Once acceptable stability, range of motion, and leg lengths have been achieved, careful attention is paid to closure. The anterolateral arthrotomy is approximated with absorbable sutures. The incision is closed in layers with careful attention paid to the gluteus medius and minimus tendon repair. The gluteus medius tendon and vastus lateralis is repaired to the cuff of tendon left on the greater trochanter and the gluteus minimus is repaired directly to the trochanter. If the gluteus medius was taken directly off of the greater trochanter then it is repaired to its insertion through drill holes in the greater trochanter. The fascia of the gluteus maximus and the fascia lata is repaired using interrupted sutures. The subcutaneuous fat is approximated and the skin is closed with absorbable suture and staples or a running suture.
Postoperative Protocol
The patient may be mobilized rapidly after the surgery, bearing weight as tolerated. Weight bearing is not thought to have any effect on the gluteus medius and minimus repair as the majority of the gluteus medius is left intact with this approach. Traditional hip precautions are unnecessary when utilizing this approach: Peak et al. [17] reported a dislocation rate of 0.33% among 265 patients (303 hips), the sole dislocation occurring in a patient randomized to a hip precaution group. The vast majority of our patients are discharged to home on the second or third postoperative day solely based rehabilitation goals and progress to a cane by 2 weeks postoperatively. Most patients are able to discontinue the use of assistive devices by 6 weeks.
Discussion
This is a compendium of the technique for acetabular component implantation via the anterolateral approach in the supine position, the rationale for this approach, the rationale for the planned acetabular positioning, and a review of the literature related to dislocation and abductor function as it relates to this approach. The limitations of the literature include a lack of prospective, randomized studies that directly compare this approach to the posterolateral approach utilizing the same prosthesis in a similar population of patients. The literature also is inconclusive as to the ideal component position that should be planned for each individual patient. The literature available does demonstrate a low dislocation rate without clinically significant abductor dysfunction [1, 3, 5–7, 11, 14, 19, 22]. So-called hip precautions are not necessary when utilizing this approach [17]. Gait analysis has demonstrated that all patients who undergo THA via the anterolateral approach do not have a gait comparable to patients without hip pathology but the clinical significance of this is unknown [10]. As is the case with all surgical techniques, careful dissection and adequate exposure are keys to the success of the procedure. Intraoperative trialing to assess for impingement, stability, and leg lengths is essential and component positioning may need to be altered to optimize the outcome for the patient.

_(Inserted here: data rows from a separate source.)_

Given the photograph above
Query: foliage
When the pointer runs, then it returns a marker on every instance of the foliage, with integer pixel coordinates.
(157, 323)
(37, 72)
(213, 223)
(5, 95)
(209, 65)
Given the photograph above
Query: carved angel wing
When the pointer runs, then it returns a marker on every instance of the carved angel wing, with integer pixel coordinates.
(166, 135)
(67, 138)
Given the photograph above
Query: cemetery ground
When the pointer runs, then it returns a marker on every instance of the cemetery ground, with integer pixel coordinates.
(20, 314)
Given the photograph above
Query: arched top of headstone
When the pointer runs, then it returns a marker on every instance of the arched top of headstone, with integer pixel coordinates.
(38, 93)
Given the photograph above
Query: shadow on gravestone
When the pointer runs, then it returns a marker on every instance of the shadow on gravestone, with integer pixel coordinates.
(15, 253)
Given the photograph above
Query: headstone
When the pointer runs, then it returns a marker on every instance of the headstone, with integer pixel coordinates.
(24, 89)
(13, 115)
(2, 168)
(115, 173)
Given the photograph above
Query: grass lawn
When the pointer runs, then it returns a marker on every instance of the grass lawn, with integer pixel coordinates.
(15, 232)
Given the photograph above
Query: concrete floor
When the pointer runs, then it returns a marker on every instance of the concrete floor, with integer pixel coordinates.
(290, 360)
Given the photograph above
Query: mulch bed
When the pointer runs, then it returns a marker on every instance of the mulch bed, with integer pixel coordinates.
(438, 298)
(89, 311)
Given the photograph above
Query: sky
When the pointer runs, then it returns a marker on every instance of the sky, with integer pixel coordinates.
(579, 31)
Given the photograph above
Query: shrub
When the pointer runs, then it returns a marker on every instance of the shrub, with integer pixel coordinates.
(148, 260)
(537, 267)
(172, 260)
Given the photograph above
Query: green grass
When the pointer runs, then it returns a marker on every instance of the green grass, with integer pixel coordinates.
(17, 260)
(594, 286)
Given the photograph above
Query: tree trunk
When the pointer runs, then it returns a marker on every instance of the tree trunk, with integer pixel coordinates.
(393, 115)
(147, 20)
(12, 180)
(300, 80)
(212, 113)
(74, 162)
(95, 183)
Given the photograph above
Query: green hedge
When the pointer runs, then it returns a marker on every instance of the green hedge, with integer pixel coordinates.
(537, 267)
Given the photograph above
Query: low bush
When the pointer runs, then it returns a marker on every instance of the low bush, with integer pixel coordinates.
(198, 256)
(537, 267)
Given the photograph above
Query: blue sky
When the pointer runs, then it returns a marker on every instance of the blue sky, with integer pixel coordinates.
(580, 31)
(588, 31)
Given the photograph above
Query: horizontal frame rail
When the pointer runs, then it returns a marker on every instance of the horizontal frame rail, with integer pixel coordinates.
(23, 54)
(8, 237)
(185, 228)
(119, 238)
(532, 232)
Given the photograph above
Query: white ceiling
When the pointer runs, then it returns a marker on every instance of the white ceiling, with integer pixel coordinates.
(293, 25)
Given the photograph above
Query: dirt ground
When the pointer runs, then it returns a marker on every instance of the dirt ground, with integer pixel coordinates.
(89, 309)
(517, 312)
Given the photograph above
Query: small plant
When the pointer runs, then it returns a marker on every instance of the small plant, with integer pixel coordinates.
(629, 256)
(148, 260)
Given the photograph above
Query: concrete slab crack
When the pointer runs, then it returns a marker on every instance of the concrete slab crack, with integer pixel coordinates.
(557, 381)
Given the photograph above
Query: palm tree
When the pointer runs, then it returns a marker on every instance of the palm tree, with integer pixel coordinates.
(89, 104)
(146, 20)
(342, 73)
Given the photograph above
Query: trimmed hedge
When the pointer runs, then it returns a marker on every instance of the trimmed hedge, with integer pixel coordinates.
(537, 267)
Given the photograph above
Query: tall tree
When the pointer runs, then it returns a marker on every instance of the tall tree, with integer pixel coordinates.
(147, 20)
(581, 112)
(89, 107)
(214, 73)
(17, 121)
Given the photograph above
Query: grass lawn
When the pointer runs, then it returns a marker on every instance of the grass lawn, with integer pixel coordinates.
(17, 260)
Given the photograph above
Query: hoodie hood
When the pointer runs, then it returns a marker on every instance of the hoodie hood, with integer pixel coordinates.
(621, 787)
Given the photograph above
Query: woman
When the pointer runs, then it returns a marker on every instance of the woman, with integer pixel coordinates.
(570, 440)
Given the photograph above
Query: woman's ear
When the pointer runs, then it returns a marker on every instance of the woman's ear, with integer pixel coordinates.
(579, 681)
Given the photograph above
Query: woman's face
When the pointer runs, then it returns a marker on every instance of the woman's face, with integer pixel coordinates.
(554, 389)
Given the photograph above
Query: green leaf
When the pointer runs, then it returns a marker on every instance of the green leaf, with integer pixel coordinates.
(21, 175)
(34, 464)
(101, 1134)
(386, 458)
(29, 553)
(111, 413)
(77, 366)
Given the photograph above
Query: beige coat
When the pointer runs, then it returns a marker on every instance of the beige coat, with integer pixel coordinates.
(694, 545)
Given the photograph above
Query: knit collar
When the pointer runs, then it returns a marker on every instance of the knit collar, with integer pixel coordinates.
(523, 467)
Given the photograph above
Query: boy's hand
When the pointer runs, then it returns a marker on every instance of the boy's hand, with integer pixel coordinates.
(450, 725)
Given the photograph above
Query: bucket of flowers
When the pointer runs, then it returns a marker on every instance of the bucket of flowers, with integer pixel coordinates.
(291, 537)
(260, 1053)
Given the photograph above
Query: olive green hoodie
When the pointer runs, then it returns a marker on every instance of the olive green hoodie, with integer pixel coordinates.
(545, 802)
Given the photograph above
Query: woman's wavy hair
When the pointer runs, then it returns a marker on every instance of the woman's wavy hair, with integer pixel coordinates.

Based on this review, the anterolateral approach in the supine position offers excellent exposure, a low dislocation rate, and no clinically significant difference in abductor function or limp for patients undergoing total hip arthroplasty.
Footnotes
Each author certifies that he or she has no commercial associations (eg, consultancies, stock ownership, equity interest, patent/licensing arrangements, etc) that might pose a conflict of interest in connection with the submitted article; one of the authors (RHR) is a Consultant to Stryker Orthopaedics (Mahwah, NJ).